Estratto dell’articolo di Enrico Franceschini per “la Repubblica”
vladimir putin - parata militare del giorno della vittoria a mosca - 9 maggio 2026
Vladimir Putin afferma di essere pronto alla pace con l'Ucraina sulla base di non meglio specificati «compromessi» da lui discussi con Donald Trump lo scorso agosto in Alaska. In una conversazione con le agenzie di stampa a San Pietroburgo, a margine della "Davos russa", il capo del Cremlino aggiunge che il presidente Usa gli avrebbe chiesto di fare «concessioni» e di essere disposto a farle, «se Kiev fa altrettanto». Ma ribadisce che il totale controllo di Mosca sul Donbass, incluse le aree ancora in mano alle forze ucraine, è una condizione (già rigettata da Kiev e Ue) irrinunciabile.
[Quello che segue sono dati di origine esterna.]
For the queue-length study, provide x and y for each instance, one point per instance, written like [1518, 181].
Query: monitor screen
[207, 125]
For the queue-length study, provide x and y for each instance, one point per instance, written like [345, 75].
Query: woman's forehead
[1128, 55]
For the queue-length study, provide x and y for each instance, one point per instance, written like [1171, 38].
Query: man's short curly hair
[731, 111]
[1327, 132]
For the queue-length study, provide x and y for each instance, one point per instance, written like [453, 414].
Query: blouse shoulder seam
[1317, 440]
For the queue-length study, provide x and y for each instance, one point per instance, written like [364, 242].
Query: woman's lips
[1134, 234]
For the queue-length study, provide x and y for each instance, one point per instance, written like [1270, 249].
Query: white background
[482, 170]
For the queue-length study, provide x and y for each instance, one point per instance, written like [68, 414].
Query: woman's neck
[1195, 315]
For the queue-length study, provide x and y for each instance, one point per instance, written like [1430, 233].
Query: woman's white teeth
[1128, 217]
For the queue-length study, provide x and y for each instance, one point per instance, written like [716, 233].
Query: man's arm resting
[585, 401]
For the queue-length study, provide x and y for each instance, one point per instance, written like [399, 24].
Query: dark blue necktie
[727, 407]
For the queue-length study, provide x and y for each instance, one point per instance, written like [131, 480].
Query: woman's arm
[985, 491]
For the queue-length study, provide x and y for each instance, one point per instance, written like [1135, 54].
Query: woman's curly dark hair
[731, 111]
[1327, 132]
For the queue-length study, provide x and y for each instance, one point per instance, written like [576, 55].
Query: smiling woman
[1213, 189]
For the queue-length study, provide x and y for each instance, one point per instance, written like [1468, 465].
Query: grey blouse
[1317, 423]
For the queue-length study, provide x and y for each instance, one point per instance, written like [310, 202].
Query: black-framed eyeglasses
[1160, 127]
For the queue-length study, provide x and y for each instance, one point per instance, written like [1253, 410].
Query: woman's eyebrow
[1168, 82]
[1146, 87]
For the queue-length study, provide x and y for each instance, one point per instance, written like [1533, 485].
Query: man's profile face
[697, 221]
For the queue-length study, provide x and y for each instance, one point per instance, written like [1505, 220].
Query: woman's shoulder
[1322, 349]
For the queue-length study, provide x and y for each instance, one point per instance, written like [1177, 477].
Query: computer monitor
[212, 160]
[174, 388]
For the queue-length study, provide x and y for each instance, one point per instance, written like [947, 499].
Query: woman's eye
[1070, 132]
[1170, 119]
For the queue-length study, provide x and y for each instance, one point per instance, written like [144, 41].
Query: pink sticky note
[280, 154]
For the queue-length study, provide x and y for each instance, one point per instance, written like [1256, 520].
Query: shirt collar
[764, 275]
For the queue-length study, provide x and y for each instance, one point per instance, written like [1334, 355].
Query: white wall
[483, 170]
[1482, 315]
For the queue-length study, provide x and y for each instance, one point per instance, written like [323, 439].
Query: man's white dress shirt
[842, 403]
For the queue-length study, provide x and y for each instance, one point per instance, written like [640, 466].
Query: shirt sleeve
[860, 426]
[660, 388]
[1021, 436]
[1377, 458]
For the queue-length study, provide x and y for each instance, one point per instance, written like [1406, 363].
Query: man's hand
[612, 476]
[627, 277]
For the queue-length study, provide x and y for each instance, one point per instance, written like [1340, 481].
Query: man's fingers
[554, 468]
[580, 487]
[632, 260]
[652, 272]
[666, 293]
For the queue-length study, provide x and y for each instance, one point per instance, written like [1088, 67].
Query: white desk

E ripropone l'ex-cancelliere tedesco Gerhard Schroeder come mediatore. Agli europei che lo ritengono inadatto per la sua passata collaborazione con Gazprom, Putin replica: «Non è un mio amico, è stato un grande statista, di lui entrambe le parti si possono fidare». Conclude ribadendo di non essere contrario all'ingresso dell'Ucraina nella Ue, «ma non deve diventare un blocco militare».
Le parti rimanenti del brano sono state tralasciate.